3.2 Imaging data set
For a realistic evaluation case, we applied the techniques to a biological data set [25] consisting of 2888 cells with 186 cell texture and shape features from time lapse microscopy experiments, where 8 different cell cycle stages have been manually annotated. The data comes from three experiments, with 1468, 726, and 694 cells, respectively. It is important to note that the experiments differ regarding the microscope objectives and the magnification factor (10x for experiments 1 and 3, and 20x for experiment 2) used, and were conducted by different lab technicians [25]. The different techniques were trained and tested in a one-vs-all manner on the 8 cell cycle stages (where each stage is treated as a separate class). We always picked two experiments to represent the source domains and the remaining experiment as the target domain. We tested all three possible combinations of two source domains and one target domain. All data from the source domains together with the data from the target train set were centered and scaled to unit variance. Subsequently, we applied a principal component analysis (PCA) to the data, (i) keeping only factors explaining 98% of variance (reducing the number of features to roughly 20-30), and (ii) keeping only the 16 highest loaded principal components. We used 4-fold cross-validation and a grid search to select parameters and subsequently evaluated performance on a test set in the target domain. The procedure was repeated 50 times for different target training set sizes of 100, 120, 150, 200, 250, 300, and 400 samples in order to obtain robust estimates for variable performance, especially when using small training set sizes. Independent of the amount of data available in the target domain, we used a fixed-sized test set with 240 samples for performance evaluation, which was randomly chosen for every iteration and for every new training set.

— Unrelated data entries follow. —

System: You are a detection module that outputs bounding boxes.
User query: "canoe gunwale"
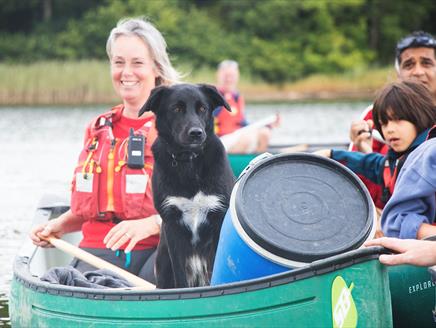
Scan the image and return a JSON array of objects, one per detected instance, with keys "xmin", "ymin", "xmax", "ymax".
[{"xmin": 13, "ymin": 247, "xmax": 388, "ymax": 301}]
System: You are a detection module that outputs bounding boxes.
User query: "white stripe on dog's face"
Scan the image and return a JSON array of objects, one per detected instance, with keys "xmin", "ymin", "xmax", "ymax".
[
  {"xmin": 186, "ymin": 255, "xmax": 209, "ymax": 287},
  {"xmin": 163, "ymin": 191, "xmax": 225, "ymax": 244}
]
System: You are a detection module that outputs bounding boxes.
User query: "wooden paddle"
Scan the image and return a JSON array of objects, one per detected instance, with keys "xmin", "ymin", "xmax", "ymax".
[{"xmin": 38, "ymin": 235, "xmax": 156, "ymax": 290}]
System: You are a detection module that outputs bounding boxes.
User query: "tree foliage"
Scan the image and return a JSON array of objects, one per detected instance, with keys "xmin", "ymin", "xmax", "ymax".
[{"xmin": 0, "ymin": 0, "xmax": 436, "ymax": 84}]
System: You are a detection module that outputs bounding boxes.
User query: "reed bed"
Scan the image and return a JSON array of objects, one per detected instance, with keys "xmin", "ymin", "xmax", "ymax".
[{"xmin": 0, "ymin": 60, "xmax": 395, "ymax": 105}]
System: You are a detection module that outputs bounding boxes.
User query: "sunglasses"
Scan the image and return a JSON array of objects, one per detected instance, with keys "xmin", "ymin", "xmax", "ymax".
[{"xmin": 397, "ymin": 35, "xmax": 436, "ymax": 55}]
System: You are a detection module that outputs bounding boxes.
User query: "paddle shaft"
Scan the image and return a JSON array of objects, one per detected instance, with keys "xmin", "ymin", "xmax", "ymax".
[{"xmin": 39, "ymin": 235, "xmax": 156, "ymax": 290}]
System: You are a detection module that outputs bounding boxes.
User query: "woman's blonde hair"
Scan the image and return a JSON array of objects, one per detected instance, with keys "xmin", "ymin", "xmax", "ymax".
[{"xmin": 106, "ymin": 17, "xmax": 180, "ymax": 86}]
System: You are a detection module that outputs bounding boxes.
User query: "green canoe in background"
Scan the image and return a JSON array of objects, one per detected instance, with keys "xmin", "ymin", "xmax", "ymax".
[{"xmin": 9, "ymin": 147, "xmax": 435, "ymax": 328}]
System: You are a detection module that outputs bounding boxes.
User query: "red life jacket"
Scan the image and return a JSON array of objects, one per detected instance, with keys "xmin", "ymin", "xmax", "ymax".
[
  {"xmin": 215, "ymin": 91, "xmax": 245, "ymax": 137},
  {"xmin": 71, "ymin": 105, "xmax": 157, "ymax": 221}
]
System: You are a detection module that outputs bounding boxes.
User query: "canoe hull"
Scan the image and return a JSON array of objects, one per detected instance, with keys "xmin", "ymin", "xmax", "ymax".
[{"xmin": 10, "ymin": 250, "xmax": 392, "ymax": 327}]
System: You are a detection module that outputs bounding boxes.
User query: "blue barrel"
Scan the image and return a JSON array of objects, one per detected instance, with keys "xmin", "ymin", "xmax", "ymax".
[{"xmin": 211, "ymin": 153, "xmax": 377, "ymax": 285}]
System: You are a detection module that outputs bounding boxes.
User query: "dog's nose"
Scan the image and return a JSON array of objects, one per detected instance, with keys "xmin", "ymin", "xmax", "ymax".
[{"xmin": 188, "ymin": 128, "xmax": 203, "ymax": 139}]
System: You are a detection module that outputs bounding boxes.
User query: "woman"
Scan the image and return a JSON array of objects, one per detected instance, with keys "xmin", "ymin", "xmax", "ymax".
[{"xmin": 30, "ymin": 19, "xmax": 179, "ymax": 282}]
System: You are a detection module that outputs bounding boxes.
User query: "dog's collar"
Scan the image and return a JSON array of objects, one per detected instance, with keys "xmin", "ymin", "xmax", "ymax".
[{"xmin": 171, "ymin": 150, "xmax": 198, "ymax": 167}]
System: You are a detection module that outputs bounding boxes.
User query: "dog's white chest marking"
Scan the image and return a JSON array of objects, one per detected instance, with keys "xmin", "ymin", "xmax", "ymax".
[{"xmin": 164, "ymin": 191, "xmax": 224, "ymax": 243}]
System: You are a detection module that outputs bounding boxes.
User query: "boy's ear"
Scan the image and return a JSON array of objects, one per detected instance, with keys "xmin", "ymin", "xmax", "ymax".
[
  {"xmin": 138, "ymin": 86, "xmax": 168, "ymax": 117},
  {"xmin": 198, "ymin": 84, "xmax": 232, "ymax": 112}
]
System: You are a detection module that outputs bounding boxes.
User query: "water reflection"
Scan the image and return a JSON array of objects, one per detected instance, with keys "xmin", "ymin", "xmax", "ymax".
[{"xmin": 0, "ymin": 294, "xmax": 11, "ymax": 327}]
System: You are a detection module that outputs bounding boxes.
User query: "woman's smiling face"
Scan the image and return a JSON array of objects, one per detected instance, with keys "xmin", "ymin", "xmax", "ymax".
[{"xmin": 110, "ymin": 36, "xmax": 158, "ymax": 111}]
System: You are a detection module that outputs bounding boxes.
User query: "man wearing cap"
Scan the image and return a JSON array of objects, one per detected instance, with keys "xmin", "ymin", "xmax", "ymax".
[{"xmin": 350, "ymin": 31, "xmax": 436, "ymax": 208}]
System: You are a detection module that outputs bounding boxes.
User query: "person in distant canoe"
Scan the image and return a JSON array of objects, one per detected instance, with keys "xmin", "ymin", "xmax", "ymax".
[
  {"xmin": 316, "ymin": 81, "xmax": 436, "ymax": 236},
  {"xmin": 350, "ymin": 31, "xmax": 436, "ymax": 209},
  {"xmin": 30, "ymin": 18, "xmax": 179, "ymax": 282},
  {"xmin": 214, "ymin": 60, "xmax": 279, "ymax": 153}
]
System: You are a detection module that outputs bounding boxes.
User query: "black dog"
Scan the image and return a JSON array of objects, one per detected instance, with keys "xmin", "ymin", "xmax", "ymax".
[{"xmin": 139, "ymin": 84, "xmax": 234, "ymax": 288}]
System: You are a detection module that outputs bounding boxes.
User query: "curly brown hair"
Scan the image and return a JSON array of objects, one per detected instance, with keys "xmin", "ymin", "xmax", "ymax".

In order to evaluate and compare performance of techniques, we chose the microaveraged AUC. Using this metric, class imbalances were taken into account by computing cumulative values for true positives, false negatives, true negatives and false positives for every label and then computing the performance measure from the aggregated values [24]. We compared three different base classifiers, namely a linear SVM [23], an RBF kernel SVM [22], and a random forest classifier [26].
We found that the EasyAdapt technique is particularly robust when working with a small set of training samples in the target domain and consistently performed among the top techniques in the regime of small training set sizes (Fig. 4). As expected, with increasing training set size the Target technique catches up and for 400 training samples (the maximum training set size in the study), the performance for this technique was among the best performing techniques. In general performance improved for all techniques with increasing training set size with exception of the Source technique, which was not trained with any of the target domain data. Results from all experiments are summarised in Table 1, showing the performances of the five learning techniques across three different base classifiers, two different feature selection methods and three different target domains (each combination of a base classifier, a feature selection method and a target domain is referred to as a ‘setting’ below).
To assess performance of the different techniques across training set sizes (Fig. 4), we measured the area under the curve for each of the 50 iterations for a given setting. This renders an aggregated performance for each train/test split across the range of training set sizes we used and gives us an estimate of performance for small to medium training set sizes. In contrast to the microaveraged AUC across different training set sizes, this measure takes into account the fact that we tested more smaller training set sizes (in the range of 100-200 samples) and is a more conservative measure than simple averaging in our case. This is achieved by weighting performance according to train set size sampling frequency. Additionally, we normalized performance, so that a perfect classifier would achieve an relative performance of 1, corresponding to an AUC of 1 for all training set sizes in the range from 100 to 400 samples. Fig. 5 shows the distribution of this performance measure for different techniques, classifiers and transfer directions. Across all settings, the EasyAdapt technique consistently showed superior performance over other techniques: Among 18 different settings, EasyAdapt ranked 15 times the best or tied for the best and 3 times as the second best. This not only demonstrates the effectiveness of knowledge transfer of EasyAdapt, but also shows its generality with respect to base classifiers and feature selection methods under different transfer situations. The second best technique was the Domain technique, with 8 times the best or tied for the best and 3 times in the second place. This indicated that in many cases the membership feature used by the Domain technique was also able to leverage some knowledge from related domains. The technique with the lowest performance was the Source technique, which ranked last in every setting.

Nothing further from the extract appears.